Mechanics of the As-Of-Join Primitive

Recently, I had the necessity to perform an operation that didn’t exist in KDB, but whose scent reminded me of a primitive provided in KDB – As Of Join (aj). I will sketch the problem that motivated me. Then I will describe what the As Of Join operation does and how it is implemented in KDB. Finally, I will describe the new verb I created that solves the original problem.

Primal Scenario:

We have the following tables produced by two systems in the same company. A table of user interactions and another table from an operational system recording transactions. To make this a bit more concrete, our operational system manages inventory in a particular warehouse and so has the following columns: Date,ItemID,Quantity,TimeStamp. Here are 10 sample rows and code to generate it:

/
For the sake of making things a bit narrower, 
I am truncating a GUID with the following helper functions
\
q)trunID:{`$8#string x}
q)genID:{trunID each x?0Ng}
q)sysTable:([] Date:20170805+til 10;
      ItemId:genID 10;
      Qty:10?10;
     timestamp:00:00:00+10?100000)
q)show sysTable
Date     ItemId   Qty timestamp
-------------------------------
20170805 72de67b9 2   14:27:23
20170806 02e583e3 6   23:43:36
20170807 cffa7aa8 4   07:42:14
20170808 327b47a8 1   26:28:04
20170809 d1b9ccd1 0   11:48:17
20170810 6cb019b3 2   04:59:38
20170811 bb466f80 9   17:54:00
20170812 70112cc0 6   00:54:33
20170813 c9d56ab5 0   22:19:31
20170814 96b75d97 8   10:20:35

The user interactions table keeps track of user related events. It has the following columns: UserId, Date, EventType, ItemId, Qty, timestamp.
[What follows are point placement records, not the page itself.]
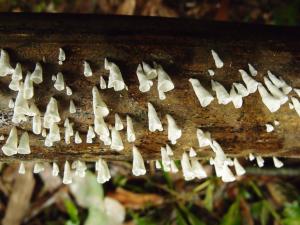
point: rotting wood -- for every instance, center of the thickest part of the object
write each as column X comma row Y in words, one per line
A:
column 183, row 48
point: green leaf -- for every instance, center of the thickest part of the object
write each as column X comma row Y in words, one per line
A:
column 233, row 216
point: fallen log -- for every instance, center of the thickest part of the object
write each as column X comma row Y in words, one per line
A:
column 183, row 48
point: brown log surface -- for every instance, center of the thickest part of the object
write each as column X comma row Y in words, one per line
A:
column 182, row 47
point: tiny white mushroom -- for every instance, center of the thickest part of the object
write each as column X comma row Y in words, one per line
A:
column 87, row 71
column 11, row 145
column 138, row 166
column 277, row 162
column 72, row 107
column 204, row 97
column 218, row 62
column 153, row 119
column 269, row 127
column 37, row 74
column 252, row 70
column 130, row 130
column 59, row 82
column 174, row 132
column 24, row 147
column 222, row 94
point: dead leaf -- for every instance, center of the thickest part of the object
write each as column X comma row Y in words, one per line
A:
column 135, row 201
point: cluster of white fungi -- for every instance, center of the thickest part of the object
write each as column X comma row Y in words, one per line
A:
column 273, row 94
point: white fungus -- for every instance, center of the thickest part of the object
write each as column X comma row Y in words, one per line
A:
column 67, row 176
column 130, row 130
column 116, row 140
column 174, row 132
column 145, row 83
column 22, row 169
column 87, row 71
column 118, row 122
column 269, row 127
column 69, row 91
column 239, row 169
column 99, row 106
column 251, row 84
column 150, row 72
column 275, row 91
column 59, row 82
column 153, row 119
column 102, row 83
column 218, row 62
column 252, row 70
column 115, row 79
column 296, row 104
column 204, row 138
column 38, row 167
column 11, row 145
column 78, row 139
column 204, row 97
column 138, row 166
column 55, row 169
column 260, row 161
column 277, row 162
column 5, row 67
column 236, row 98
column 211, row 72
column 37, row 74
column 28, row 91
column 72, row 107
column 222, row 94
column 61, row 56
column 272, row 103
column 103, row 174
column 24, row 147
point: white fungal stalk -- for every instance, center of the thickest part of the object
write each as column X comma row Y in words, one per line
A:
column 277, row 162
column 275, row 91
column 204, row 138
column 251, row 84
column 103, row 174
column 145, row 83
column 222, row 94
column 5, row 67
column 165, row 83
column 272, row 103
column 252, row 70
column 11, row 145
column 37, row 74
column 115, row 79
column 55, row 169
column 239, row 169
column 99, row 106
column 174, row 132
column 28, row 91
column 61, row 56
column 204, row 97
column 68, row 176
column 153, row 120
column 138, row 166
column 24, row 147
column 150, row 72
column 236, row 98
column 116, row 140
column 218, row 62
column 59, row 82
column 22, row 169
column 130, row 130
column 72, row 107
column 51, row 115
column 87, row 71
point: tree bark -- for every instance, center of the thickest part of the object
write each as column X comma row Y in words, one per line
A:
column 182, row 47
Here are 10 sample rows and code to generate it:

q)userTable:([]UserId:genID 10;
           Date:20170805+til 10;
           EventType:10#`buy;
           ItemId:genID 10;
           Qty:10?10;
           timestamp:00:00:00+10?100000)
q)show userTable

UserId   Date     EventType ItemId   Qty timestamp
--------------------------------------------------
88c5bbf5 20170805 buy       b19c6770 6   25:51:08 
42eeccad 20170806 buy       f12c9963 6   01:31:20 
c5510eba 20170807 buy       9ee93847 1   22:36:58 
5f344195 20170808 buy       7bfa7efa 8   20:50:09 
9a4f68c6 20170809 buy       24e2f268 5   16:27:03
26ba3a3e 20170810 buy       94922173 4   17:13:45 
c046e464 20170811 buy       4dec3017 9   13:16:27 
0e09baa4 20170812 buy       f5f7b90e 2   24:29:14 
a9f44e57 20170813 buy       0cb8391a 7   07:38:13 
1e1f2a49 20170814 buy       2df03fb0 0   23:10:12 
We will remove all rows that don’t have EvenType=`buy, so we can ignore this column from now on, but I left it in as an example of the kind of data cleaning you might perform. Also for the rest of this tutorial, I create a universe of itemIDs and userIds that I sample from this creates a more realistic simulation where itemIds will overlap in the two tables.  itemids:genID 1000; userids:genID 100000

We want to perform some analytics to figure out which warehouses we should use for different products based on user geography. To do this we need to join the inventory data to the user data. Unfortunately, there is nothing that links these two tables together, these systems are independent even though they share the same real world events.  You work with what you’ve got. Since these events are connected, if we see a transaction in the user table that has the same date, same ItemId and same Qty we can be pretty sure that it is the same event. This can be performed with a simple left-join like so:

/This join takes less than half a second on 1 million rows 
/in both tables
q)\t userTable lj `ItemId`Date`Qty xkey sysTable
453

However, our company actually has many, many users so that just using Date and ItemId and Qty is going to get many possible matches of which KDB will always choose the first. This is exacerbated by the fact that most times Qty is 1. So we need to incorporate the timestamp column to get better matching results.  We would like to match two rows if Date ItemId and Qty match and the timestamps are sufficiently close.  In particular, we would like to take the first match from the userTable where everything else being equal the timestamps are within 5 minutes of each other (assume that if they are outside this window, some other system must be responsible for that row).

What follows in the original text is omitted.